Cripes on toast. John Loftus moved to FtB recently. His blog is live now — has been for a few days in fact. I even helped him migrate Debunking Christianity from its old Blogspot host, and in doing so, only managed to get the first 150 megs of his blog before Blogspot crapped out on the download. And that was the biggest export I managed to squeeze out of Google’s servers, in fact. Evidently there’s a script processing limit that I was hitting repeatedly. No wonder — the largest I managed to grab was an order of magnitude larger than anything else I’d helped migrate into FtB up to this point. I am a very tiny fish in a very large pond, swimming with some whales, pretending that I’m just as important.
Loftus posted this video by QualiaSoup, a Youtube philosopher whom I absolutely adore and have linked a number of times in the past, so I’m nicking it for some easy and brainy content.
So Kant really wanted people to understand that we can’t assume the goodness of an action as inherent to the action rather than as our preference for the action making it good.
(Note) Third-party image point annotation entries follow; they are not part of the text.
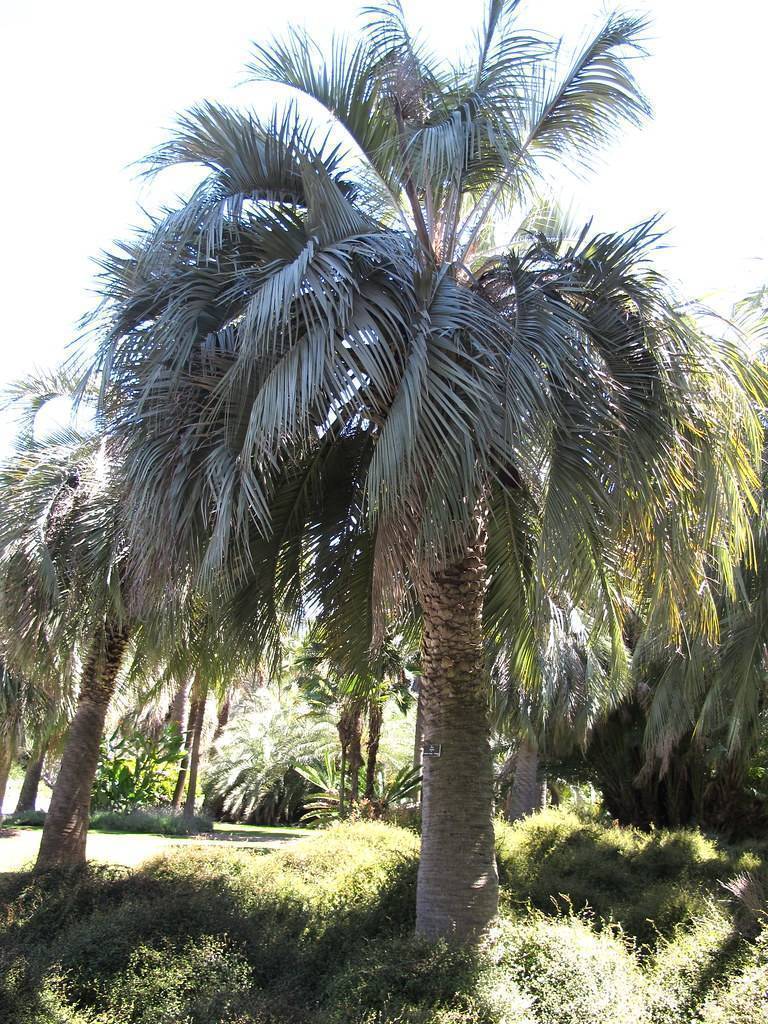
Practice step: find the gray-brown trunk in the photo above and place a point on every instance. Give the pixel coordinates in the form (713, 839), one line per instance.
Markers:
(524, 795)
(458, 885)
(177, 707)
(178, 790)
(6, 759)
(66, 826)
(32, 776)
(222, 719)
(419, 731)
(355, 757)
(197, 715)
(375, 718)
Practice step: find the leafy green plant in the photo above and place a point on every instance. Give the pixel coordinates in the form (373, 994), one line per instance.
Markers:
(136, 769)
(324, 804)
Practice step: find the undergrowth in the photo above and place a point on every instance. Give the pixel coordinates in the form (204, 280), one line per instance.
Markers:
(598, 927)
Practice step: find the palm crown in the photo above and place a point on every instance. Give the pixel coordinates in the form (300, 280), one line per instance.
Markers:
(324, 375)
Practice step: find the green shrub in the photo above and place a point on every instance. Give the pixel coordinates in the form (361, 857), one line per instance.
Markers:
(649, 883)
(743, 997)
(322, 931)
(135, 768)
(536, 971)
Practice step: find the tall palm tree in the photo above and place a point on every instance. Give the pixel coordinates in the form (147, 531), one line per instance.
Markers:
(322, 350)
(60, 554)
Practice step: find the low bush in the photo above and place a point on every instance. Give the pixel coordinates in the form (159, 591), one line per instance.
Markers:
(648, 883)
(322, 931)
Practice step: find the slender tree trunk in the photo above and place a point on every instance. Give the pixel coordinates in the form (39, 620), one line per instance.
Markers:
(66, 827)
(345, 728)
(223, 717)
(458, 885)
(31, 784)
(375, 718)
(177, 708)
(342, 779)
(355, 756)
(214, 806)
(419, 731)
(6, 759)
(178, 792)
(199, 707)
(524, 795)
(543, 794)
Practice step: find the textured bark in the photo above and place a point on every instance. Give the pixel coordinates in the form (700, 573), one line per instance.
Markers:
(375, 718)
(223, 718)
(177, 708)
(32, 776)
(6, 758)
(178, 791)
(524, 795)
(419, 731)
(355, 756)
(346, 727)
(458, 885)
(66, 827)
(197, 716)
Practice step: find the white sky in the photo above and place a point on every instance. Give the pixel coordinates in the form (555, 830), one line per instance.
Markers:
(90, 86)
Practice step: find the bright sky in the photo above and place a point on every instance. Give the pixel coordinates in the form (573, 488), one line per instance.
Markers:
(90, 86)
He was saying our preferences — our subjective opinions about certain cases — make that which we think is good, good.
Interestingly, this reflects on an argument Daniel Fincke and I had some time ago about the use of the term “subjective morality” as opposed to “objective morality”. And the video elucidates my ideas about morality far better than I think I ever could. Subjectivity isn’t necessarily loose-weave and differing from person to person. One can build a subjective framework by which we can judge actions based on that framework in an objective manner. If we build principles, like “protect one another”, and judge actions based on those principles, despite the fact that the principles were created subjectively, the actual moral duties stemming from those principles are objective. And those duties are subjective as regards our knowledge.